Process with no file trimming

Azure AI document intelligence is metered by page. If you have multi-page documents, where the information you want to extract is only on some of the pages, it may be cost effective to pre-process and trim the number of pages prior to running them through the Azure AI Document Intelligence. To accomplish this, you can use this project on conjunction with a Python Function that will perform Teseract OCR to select only specific pages based on identifying keywords. This function can be found at the PythonAIFunction repository. The process flow for this is shown below:

Process with Teseract OCR file trimming

Feature Details

This solution leverages the following Azure services:

  • Azure Blob Storage with three or four containers
    • rawforms - Location for the multi-page forms that you want to trim pages from (used only in conjunction with the PythonAIFunction function)
    • incoming - stores the forms/files that you want to process
    • output - the location where the Document Intelligence JSON output is stored. The file names match the original files, with the extension changed to .json
    • processed - where the forms/files are moved to once successfully processed by Document Intelligence
  • Azure Service Bus with two or three queues
    • rawqueue - Message containing message for the multi-page forms that you want to trim (used only in conjunction with the PythonAIFunction function)
    • formqueue - this contains the messages for the files that need to be processed
    • processedqueue - this contains the messages for files that have been processed and need to be moved to the processed blob container
  • Azure AI Document Intelligence - the Azure AI Service API that will perform the document intelligence, extraction and processing.
  • Three Azure Functions
    • FormQueue - identifies the files in the incoming blob container and send a claim check message (containing the file name) to the formqueue queue. If used in conjunction with the PythonAIFunction by using the useRawFiles=true query string, it will instead identify files int he rawfiles container and send a claim check message to the rawqueue queue.
    • Recognition - processes the message in formqueue to Document Intelligence, then update Blob metadata as "processed" and create new message in processedqueue queue
      This function employs scale limiting and Polly retries with back off for Document Intelligence (too many requests) replies to balance maximum throughput and overloading the API endpoint
    • FileMover - processes messages in the processedqueue to move files from incomming to processed blob containers
  • Additional Azure function for multi-page pre-processing as integrated from the PythonAIFunction repository if needed

Multiple Document Intelligence endpoints

To further allow for high throughput, the Recognition function can distribute processing between 1-10 separate Document Intelligence accounts. This is managed by the FormQueue funtion automatically adding a RegognizerIndex value of 0-9 when queueing the files for processing.

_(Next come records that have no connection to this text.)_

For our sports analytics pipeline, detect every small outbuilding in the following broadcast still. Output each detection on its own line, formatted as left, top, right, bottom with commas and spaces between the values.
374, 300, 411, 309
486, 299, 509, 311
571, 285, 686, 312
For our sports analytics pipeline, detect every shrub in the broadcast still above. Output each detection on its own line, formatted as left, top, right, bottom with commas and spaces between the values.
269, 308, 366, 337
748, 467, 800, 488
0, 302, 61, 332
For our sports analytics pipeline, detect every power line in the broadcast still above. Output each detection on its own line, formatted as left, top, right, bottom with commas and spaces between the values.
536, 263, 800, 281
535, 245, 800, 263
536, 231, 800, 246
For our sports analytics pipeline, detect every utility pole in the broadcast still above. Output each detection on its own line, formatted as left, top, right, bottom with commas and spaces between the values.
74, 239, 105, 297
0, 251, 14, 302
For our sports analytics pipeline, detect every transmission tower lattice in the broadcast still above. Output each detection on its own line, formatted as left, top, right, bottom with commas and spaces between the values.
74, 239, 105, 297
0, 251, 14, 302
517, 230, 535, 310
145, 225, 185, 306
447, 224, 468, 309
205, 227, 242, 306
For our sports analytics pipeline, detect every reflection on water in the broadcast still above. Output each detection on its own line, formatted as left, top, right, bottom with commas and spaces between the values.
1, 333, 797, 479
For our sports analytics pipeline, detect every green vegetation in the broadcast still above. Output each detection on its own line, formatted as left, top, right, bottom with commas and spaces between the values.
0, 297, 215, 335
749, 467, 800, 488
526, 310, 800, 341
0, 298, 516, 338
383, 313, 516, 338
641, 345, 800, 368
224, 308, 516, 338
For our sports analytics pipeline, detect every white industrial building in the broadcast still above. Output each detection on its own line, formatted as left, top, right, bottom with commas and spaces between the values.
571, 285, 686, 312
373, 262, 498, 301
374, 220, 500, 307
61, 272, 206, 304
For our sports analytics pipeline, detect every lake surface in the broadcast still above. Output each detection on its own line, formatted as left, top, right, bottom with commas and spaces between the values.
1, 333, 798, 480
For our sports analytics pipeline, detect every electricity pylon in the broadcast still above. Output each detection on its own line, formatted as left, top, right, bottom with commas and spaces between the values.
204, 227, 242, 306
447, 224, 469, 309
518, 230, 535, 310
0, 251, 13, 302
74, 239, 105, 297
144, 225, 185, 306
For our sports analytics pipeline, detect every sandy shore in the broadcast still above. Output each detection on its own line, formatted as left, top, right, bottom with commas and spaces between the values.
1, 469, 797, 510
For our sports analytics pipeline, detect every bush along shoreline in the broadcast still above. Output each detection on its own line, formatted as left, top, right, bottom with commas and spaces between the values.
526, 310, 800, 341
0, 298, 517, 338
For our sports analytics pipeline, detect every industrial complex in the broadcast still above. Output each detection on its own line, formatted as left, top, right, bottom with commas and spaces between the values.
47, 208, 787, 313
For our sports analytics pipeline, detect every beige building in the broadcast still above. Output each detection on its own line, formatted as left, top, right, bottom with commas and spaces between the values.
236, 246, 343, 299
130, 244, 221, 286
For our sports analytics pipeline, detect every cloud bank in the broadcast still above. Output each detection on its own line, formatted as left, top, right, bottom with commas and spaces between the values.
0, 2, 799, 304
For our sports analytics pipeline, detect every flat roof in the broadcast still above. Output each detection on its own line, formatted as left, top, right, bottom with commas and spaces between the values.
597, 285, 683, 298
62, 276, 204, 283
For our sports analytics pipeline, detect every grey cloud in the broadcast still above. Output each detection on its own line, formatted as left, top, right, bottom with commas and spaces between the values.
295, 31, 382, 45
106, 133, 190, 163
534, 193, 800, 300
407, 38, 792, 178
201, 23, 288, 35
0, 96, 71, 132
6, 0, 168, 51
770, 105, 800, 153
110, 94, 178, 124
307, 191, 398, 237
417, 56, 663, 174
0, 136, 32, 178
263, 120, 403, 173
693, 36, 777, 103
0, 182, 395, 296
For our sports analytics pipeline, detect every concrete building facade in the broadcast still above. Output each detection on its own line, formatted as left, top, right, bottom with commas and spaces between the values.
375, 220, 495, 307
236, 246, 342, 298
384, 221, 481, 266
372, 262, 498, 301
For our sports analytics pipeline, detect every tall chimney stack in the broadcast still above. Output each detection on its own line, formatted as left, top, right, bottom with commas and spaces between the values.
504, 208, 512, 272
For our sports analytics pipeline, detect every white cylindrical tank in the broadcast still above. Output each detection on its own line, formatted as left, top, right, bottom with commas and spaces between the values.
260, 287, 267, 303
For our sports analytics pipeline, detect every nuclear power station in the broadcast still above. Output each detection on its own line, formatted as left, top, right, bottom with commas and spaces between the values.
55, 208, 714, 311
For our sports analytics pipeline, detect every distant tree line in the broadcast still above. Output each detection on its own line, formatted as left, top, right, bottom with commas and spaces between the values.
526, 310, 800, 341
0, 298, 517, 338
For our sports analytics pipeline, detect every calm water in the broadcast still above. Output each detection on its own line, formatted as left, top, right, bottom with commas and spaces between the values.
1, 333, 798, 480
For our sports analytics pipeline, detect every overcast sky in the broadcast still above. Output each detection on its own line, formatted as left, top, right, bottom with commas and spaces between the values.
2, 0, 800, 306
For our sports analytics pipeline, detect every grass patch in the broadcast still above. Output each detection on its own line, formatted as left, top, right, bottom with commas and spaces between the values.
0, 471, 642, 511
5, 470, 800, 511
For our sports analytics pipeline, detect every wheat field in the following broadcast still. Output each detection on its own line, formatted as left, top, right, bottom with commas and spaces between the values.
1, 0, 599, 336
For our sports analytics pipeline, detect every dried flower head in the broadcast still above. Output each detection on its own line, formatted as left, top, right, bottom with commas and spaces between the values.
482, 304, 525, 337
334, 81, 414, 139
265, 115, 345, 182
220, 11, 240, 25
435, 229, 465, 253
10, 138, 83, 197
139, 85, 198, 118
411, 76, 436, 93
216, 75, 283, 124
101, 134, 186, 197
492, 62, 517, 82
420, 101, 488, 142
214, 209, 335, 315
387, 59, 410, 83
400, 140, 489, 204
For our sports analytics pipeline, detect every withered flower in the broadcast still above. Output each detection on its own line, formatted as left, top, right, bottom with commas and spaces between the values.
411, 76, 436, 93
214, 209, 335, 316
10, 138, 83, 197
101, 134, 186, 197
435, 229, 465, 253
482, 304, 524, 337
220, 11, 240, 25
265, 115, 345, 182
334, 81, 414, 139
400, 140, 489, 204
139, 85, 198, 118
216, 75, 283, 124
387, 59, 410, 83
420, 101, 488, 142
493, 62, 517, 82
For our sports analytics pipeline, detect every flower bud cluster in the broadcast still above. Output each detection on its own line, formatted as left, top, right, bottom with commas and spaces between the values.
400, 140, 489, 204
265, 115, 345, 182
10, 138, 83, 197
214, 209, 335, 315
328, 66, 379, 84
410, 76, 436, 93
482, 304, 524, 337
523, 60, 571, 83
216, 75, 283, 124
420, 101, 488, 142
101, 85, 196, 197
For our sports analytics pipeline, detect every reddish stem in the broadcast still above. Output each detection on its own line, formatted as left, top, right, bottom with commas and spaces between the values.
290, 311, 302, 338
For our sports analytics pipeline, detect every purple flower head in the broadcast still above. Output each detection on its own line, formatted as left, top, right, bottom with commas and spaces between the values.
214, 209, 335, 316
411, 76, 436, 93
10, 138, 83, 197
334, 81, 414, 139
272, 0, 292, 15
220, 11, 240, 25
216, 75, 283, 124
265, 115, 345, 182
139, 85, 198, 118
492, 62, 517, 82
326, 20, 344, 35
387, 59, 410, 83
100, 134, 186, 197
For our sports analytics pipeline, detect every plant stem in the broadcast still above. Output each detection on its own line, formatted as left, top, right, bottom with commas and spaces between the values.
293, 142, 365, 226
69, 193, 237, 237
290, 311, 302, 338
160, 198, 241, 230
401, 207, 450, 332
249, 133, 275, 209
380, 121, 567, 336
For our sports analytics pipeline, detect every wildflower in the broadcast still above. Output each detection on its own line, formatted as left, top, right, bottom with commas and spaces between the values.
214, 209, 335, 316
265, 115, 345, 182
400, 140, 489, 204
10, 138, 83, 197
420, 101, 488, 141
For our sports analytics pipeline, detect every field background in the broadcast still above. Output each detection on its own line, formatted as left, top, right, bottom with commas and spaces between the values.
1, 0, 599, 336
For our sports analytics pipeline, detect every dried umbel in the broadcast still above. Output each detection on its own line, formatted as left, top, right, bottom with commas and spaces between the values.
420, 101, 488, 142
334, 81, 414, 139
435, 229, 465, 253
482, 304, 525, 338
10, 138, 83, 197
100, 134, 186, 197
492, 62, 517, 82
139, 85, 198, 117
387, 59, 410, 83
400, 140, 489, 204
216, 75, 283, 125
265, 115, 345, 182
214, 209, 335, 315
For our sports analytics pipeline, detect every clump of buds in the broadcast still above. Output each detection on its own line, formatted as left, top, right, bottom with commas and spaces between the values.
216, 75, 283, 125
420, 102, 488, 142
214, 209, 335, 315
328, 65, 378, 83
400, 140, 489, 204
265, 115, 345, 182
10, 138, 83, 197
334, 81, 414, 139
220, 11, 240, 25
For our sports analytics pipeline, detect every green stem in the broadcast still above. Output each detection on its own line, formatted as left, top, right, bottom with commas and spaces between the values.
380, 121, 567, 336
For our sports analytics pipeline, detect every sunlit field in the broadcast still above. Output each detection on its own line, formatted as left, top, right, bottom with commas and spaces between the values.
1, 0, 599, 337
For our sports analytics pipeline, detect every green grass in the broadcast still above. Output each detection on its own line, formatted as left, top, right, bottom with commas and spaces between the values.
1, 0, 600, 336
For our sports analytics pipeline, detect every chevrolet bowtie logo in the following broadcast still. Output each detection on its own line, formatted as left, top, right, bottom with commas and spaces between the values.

The recognizer will distribute the files to the appropriate account (regardless of the number of Document Intelligence accounts actually provisioned).

To configure multiple Document Intelligence accounts with the script below, add a value between 1-10 for the -docIntelligenceInstanceCount (default is 1). To configure manually, you will need to add all of the Document Intelligence account keys to the Azure Key Vault's FORM-RECOGNIZER-KEY secret -- space separated

Assumption: all instances of the Document Intelligence share the same URL (such as: https://eastus.api.cognitive.microsoft.com/)

Get Started

To try out the sample end-to-end process, you will need:

  • An Azure subscription that you have privileges to create resources.
  • Your public IP address. You can easily find it by following this link.
  • Have the Azure CLI installed.

Running deployment script

  1. Login to the Azure CLI: az login

  2. Run the deployment command

    .\deploy.ps1 -appName <less than 6 characters> -location <azure region> -myPublicIp <your public ip address> -docIntelligenceInstanceCount <number needed>
  3. **If you are also going to leverage the Python AI pre-processing, you will also need to run the deploy.ps1 script from that solution with matching -appName, -location, and -myPublicIp parameters.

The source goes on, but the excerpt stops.